The characteristics of high affinity dihydropyridine binding sites were compared in normal and cardiomyopathic hamster hearts to probe for possible defects in the calcium channel which could lead to calcium overload and, in turn, to the muscle necrosis characteristic of cardiomyopathy. Kinetic studies of the temperature dependence of [3H]-nitrendipine binding to ventricular homogenates from 60-day-old normal and cardiomyopathic hamsters showed that, in normal hamsters, the rate of dissociation (0.049 +/- 0.006/min at 25 degrees C) was highly temperature-dependent (Q10 = 4.40 +/- 0.69) and that neither the rate nor the temperature dependence was influenced by disease. The rate of association (1.12 +/- 0.11/min/nM at 25 degrees C) was weakly temperature-dependent (Q10 = 1.25 +/- 0.04) and similarly unaffected by disease. The rate of dissociation of [3H]-nitrendipine was increased by verapamil and decreased by diltiazem with little effect on the association rate.
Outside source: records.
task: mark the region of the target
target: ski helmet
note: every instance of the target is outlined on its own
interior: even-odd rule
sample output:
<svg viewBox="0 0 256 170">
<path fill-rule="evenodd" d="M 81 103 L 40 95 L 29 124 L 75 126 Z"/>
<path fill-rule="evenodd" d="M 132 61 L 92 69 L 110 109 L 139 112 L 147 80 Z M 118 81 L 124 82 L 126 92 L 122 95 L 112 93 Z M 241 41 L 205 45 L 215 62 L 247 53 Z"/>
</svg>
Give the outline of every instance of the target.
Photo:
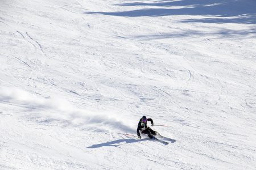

Allosteric interactions of diltiazem and verapamil with the dihydropyridine receptor were identical in normal and cardiomyopathic hearts and, together with the normal temperature sensitivity, show that there is no abnormality at the related binding sites for nitrendipine, verapamil and diltiazem in the calcium channel of the cardiomyopathic heart.